Hello, I am new to Pyro and I am struggling to express my ideas in the language. I have so far read “An Introduction to Models in Pyro”, “An Introduction to Inference in Pyro”, “SVI Part I: An Introduction to Stochastic Variational Inference in Pyro”, “MLE and MAP Estimation”, and parts of other documentation.

I have a probabilistic program “P” that uses both determinstic and probabilistic (pyro.sample) statements to calculate/generate a scalar value “x”. The way I understand it, “P” thus defines a random variable “x” with some distribution “D”, and executing “P” generates a sample from “D”. I would like Pyro to optimize the parameters of “P” in such a way that “D” fulfills certain properties. For instance, I would like “D” to have a certain mean, median, standard deviation, skewness, etc…

All of the examples I have seen express optimization goals via observed data in pyro.sample statements. However, my optimization goals are not about individual samples but rather properties of the whole distribution, and I am not sure how to express this in Pyro. It seems like in Pyro it is very easy to infer parameters from data, but not from statistical properties, even though the former feels like the harder problem to me.

Can my problem be expressed in the framework of statistical inference or does it simply not fit? If not, it seems that Pyro is very much geared towards statistical inference but maybe it can still help me solve my problem?
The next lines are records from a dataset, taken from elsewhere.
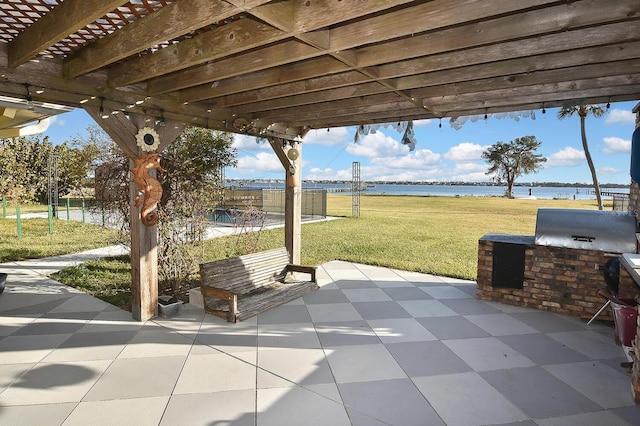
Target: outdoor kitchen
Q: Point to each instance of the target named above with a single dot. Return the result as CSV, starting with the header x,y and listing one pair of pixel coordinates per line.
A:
x,y
559,269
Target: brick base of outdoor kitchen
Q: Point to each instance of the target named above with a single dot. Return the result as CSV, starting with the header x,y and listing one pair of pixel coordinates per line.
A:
x,y
557,279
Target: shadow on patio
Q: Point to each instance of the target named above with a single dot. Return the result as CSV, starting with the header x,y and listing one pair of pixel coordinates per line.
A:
x,y
373,346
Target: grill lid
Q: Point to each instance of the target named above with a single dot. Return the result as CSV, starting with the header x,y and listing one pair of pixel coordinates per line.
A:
x,y
610,231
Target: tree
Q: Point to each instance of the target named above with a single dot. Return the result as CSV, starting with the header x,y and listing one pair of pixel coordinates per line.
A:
x,y
24,168
191,187
583,111
510,160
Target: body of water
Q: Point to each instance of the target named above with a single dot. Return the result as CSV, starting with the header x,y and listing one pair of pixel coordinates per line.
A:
x,y
544,192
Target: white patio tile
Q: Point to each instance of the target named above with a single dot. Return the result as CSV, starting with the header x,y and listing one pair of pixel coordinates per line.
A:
x,y
36,415
137,378
54,383
501,324
400,330
215,373
487,353
301,366
298,406
594,345
363,363
235,408
333,312
601,383
426,308
467,399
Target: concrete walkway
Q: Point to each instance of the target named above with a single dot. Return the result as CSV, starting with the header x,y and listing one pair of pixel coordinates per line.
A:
x,y
374,346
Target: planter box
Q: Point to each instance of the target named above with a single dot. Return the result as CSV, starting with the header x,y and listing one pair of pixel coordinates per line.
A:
x,y
167,308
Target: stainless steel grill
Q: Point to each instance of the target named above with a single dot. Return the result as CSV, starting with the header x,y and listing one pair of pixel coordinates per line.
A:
x,y
608,231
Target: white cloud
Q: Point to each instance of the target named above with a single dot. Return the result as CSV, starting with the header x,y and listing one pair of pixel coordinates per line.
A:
x,y
377,145
335,136
620,116
262,162
249,143
608,171
470,177
416,160
465,151
566,157
470,168
614,145
422,123
328,174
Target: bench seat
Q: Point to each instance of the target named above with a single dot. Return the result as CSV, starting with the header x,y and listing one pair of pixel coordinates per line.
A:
x,y
242,287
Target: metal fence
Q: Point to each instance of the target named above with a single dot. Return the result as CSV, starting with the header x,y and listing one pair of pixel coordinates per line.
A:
x,y
271,202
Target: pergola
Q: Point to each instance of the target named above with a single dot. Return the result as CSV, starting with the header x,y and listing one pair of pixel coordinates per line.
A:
x,y
276,69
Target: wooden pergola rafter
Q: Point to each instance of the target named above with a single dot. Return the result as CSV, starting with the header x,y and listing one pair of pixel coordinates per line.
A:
x,y
279,68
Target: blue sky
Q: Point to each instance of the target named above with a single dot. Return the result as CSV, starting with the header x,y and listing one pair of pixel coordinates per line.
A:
x,y
441,153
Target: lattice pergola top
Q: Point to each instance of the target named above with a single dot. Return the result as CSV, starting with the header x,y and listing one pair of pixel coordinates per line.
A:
x,y
282,67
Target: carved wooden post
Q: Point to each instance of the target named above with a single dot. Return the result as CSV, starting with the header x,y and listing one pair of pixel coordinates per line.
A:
x,y
293,205
290,155
144,238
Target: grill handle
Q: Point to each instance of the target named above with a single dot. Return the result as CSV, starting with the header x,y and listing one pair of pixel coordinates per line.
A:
x,y
583,238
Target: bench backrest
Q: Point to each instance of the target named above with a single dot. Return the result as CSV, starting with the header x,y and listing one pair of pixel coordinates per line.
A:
x,y
246,273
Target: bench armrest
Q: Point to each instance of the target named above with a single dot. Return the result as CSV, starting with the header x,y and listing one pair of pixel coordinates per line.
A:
x,y
304,269
217,293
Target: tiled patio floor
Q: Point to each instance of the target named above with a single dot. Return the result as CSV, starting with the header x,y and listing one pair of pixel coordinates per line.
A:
x,y
373,346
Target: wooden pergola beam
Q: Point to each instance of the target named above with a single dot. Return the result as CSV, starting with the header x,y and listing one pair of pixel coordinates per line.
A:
x,y
144,239
64,19
168,23
292,165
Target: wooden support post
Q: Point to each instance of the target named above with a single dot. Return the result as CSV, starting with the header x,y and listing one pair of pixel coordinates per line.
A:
x,y
144,239
144,263
290,155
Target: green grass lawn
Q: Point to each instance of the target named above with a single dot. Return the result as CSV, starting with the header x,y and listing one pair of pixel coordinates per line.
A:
x,y
37,242
436,235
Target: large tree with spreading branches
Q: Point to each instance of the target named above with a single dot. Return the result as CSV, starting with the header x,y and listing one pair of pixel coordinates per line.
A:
x,y
508,161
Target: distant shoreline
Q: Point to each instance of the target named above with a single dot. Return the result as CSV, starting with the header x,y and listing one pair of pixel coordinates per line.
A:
x,y
447,183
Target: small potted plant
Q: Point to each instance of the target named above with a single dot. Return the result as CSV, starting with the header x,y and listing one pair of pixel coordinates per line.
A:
x,y
168,306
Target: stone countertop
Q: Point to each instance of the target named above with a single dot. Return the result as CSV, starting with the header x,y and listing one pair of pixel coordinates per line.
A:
x,y
508,238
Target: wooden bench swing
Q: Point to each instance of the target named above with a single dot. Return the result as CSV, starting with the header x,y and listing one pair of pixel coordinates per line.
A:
x,y
242,287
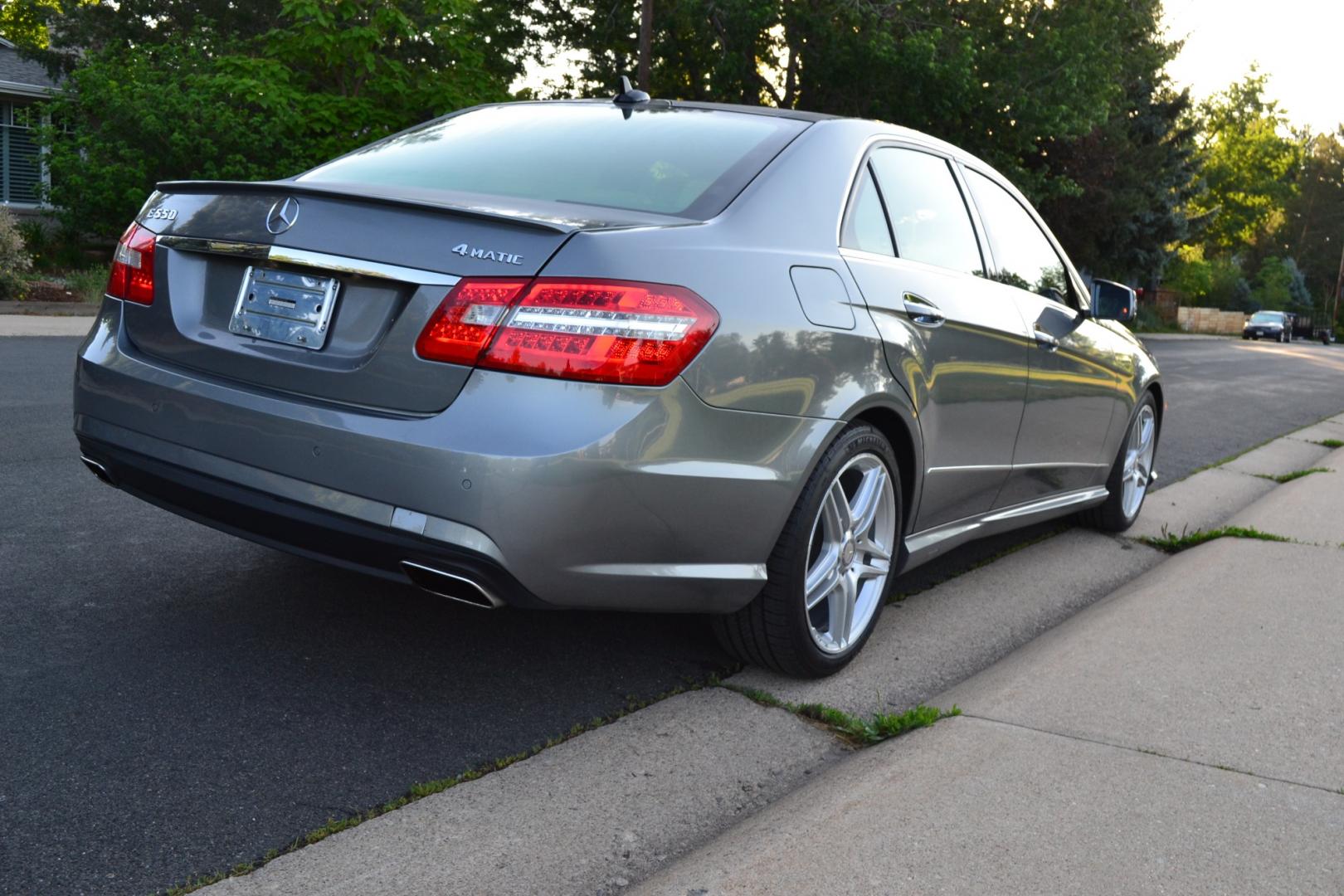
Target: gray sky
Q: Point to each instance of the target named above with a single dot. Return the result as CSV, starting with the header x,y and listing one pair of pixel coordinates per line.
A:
x,y
1298,43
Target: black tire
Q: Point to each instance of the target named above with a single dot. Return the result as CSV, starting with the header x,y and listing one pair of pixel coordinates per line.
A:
x,y
1110,514
773,629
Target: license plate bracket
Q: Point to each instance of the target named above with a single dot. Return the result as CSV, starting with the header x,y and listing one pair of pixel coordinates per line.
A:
x,y
284,306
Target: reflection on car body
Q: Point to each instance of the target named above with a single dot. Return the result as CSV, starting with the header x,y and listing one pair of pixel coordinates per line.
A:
x,y
624,355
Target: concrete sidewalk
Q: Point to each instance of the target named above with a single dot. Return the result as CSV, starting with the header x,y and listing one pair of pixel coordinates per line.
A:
x,y
1147,723
1183,735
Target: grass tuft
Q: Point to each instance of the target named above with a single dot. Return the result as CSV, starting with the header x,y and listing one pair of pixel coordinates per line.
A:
x,y
1171,543
862,733
1294,475
882,726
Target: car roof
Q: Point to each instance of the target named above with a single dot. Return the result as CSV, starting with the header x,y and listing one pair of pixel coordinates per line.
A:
x,y
869,127
797,114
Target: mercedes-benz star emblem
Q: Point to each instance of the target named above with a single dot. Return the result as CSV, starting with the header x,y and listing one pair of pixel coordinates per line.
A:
x,y
283,215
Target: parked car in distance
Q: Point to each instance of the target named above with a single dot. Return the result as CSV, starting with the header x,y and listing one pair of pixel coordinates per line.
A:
x,y
1276,325
631,353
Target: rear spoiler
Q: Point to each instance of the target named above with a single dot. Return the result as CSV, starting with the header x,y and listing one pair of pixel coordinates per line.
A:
x,y
555,218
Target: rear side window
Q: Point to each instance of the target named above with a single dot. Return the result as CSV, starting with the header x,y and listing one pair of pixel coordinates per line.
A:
x,y
866,227
689,163
1023,254
928,212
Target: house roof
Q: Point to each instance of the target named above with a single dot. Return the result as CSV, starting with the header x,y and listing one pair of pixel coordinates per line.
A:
x,y
22,77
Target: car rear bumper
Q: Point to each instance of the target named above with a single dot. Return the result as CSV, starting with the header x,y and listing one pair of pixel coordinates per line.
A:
x,y
543,492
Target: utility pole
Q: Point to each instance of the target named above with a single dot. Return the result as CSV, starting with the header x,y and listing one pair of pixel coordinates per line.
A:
x,y
645,42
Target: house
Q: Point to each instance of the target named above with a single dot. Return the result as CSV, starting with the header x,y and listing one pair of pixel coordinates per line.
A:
x,y
22,171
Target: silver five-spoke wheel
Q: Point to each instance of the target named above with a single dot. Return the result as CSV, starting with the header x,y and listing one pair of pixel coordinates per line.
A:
x,y
850,553
1138,460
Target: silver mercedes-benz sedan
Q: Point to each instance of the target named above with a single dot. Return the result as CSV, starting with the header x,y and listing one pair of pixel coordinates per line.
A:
x,y
628,353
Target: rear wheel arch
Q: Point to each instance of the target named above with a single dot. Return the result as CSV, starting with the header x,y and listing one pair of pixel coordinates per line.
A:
x,y
906,444
1157,388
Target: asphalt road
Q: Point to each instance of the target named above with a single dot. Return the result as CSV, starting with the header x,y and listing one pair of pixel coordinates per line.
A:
x,y
175,700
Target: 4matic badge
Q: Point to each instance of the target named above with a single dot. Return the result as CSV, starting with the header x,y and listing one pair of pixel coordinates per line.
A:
x,y
487,254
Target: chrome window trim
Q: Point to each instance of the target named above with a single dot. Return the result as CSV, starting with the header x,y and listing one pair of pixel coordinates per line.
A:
x,y
305,258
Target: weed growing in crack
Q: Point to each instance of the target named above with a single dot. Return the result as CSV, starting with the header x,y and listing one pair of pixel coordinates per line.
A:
x,y
1171,543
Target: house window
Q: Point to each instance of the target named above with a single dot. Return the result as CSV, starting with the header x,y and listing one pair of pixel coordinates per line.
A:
x,y
21,158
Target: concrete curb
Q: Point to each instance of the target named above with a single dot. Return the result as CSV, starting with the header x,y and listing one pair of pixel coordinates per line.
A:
x,y
56,309
1177,737
626,801
43,325
587,816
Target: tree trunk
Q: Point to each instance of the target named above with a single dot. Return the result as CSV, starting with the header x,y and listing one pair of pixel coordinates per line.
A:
x,y
645,43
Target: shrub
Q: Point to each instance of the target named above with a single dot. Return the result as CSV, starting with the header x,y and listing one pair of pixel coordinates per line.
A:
x,y
14,258
88,284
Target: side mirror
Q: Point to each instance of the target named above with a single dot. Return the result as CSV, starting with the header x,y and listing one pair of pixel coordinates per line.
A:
x,y
1113,301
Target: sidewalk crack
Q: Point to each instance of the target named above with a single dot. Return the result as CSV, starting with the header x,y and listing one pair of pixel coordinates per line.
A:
x,y
1152,752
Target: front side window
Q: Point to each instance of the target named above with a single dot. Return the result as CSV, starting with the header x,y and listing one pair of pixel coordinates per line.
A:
x,y
928,214
687,163
1023,254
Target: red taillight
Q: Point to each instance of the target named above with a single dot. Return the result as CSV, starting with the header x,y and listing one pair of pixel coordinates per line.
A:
x,y
466,319
132,275
602,331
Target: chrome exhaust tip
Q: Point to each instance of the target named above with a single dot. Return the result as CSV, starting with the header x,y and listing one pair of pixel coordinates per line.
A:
x,y
100,470
449,585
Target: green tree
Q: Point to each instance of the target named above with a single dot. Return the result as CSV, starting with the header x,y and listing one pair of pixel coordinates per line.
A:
x,y
1250,165
219,95
1280,286
24,22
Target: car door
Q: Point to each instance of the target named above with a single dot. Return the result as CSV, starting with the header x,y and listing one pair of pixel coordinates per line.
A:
x,y
949,336
1075,377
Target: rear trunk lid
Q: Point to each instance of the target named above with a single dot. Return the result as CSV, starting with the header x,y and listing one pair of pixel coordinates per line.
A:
x,y
371,269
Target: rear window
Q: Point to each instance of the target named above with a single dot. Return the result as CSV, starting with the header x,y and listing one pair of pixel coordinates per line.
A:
x,y
689,163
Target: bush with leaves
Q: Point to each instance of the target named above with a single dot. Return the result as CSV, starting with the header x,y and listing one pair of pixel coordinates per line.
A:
x,y
307,80
15,260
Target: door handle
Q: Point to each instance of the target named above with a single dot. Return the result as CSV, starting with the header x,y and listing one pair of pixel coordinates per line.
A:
x,y
923,312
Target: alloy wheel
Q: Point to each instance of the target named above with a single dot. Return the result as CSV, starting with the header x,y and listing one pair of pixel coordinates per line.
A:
x,y
1138,460
850,553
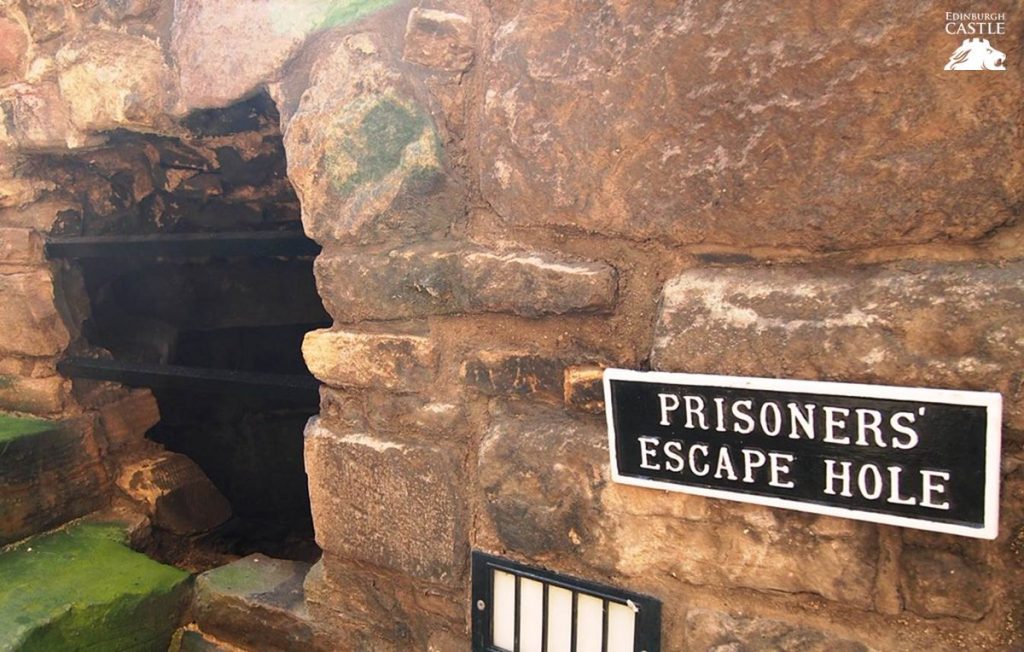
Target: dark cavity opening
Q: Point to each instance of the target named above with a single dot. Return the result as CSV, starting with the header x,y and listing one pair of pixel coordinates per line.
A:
x,y
215,309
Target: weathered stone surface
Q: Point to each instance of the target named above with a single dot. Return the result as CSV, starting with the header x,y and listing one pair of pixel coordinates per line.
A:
x,y
363,153
721,632
937,583
176,493
583,388
47,18
359,358
13,48
439,39
125,422
389,504
114,80
739,125
34,395
951,326
514,373
19,246
30,323
100,596
225,50
446,278
255,602
542,475
740,546
50,473
36,117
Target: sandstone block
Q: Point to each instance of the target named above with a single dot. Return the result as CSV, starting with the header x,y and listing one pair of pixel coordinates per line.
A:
x,y
439,39
34,395
950,326
13,48
225,50
393,505
36,117
514,373
255,602
542,475
126,422
19,246
939,583
50,473
583,388
436,278
708,629
177,494
809,142
113,80
30,323
364,154
351,358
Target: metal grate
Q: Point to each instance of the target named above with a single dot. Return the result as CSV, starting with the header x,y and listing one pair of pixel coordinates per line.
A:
x,y
517,608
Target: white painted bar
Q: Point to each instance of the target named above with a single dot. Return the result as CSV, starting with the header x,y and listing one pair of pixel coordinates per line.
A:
x,y
590,612
530,615
503,611
559,619
622,623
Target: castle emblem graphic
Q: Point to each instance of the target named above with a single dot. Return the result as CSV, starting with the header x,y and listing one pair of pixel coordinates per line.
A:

Or should I try to use a different library or even use PyTorch directly?

I would be grateful for any pointers on how to approach this problem and which tools can help me with it.

Hi @jules, it sounds like you want to implement some sort of moment matching inference. That sounds like it might be outside of Pyro’s Bayesian focus area, but you would probably have good luck using the reparametrized samplers in torch.distributions and pyro.distributions, that is using the .rsample() method to draw batches of samples from parametrized distributions and directly optimizing resulting moments using a PyTorch optimizer in a typical stochastic training loop. If you wanted to use Pyro machinery, you could use pyro.plate to expand a model to a batch of samples and use poutine.trace to record sample statements, but it’s probably easier to hand-implement that stuff for pure moment matching.

Thank you very much for the useful pointers!

I managed to get some minimal examples to work using plain torch.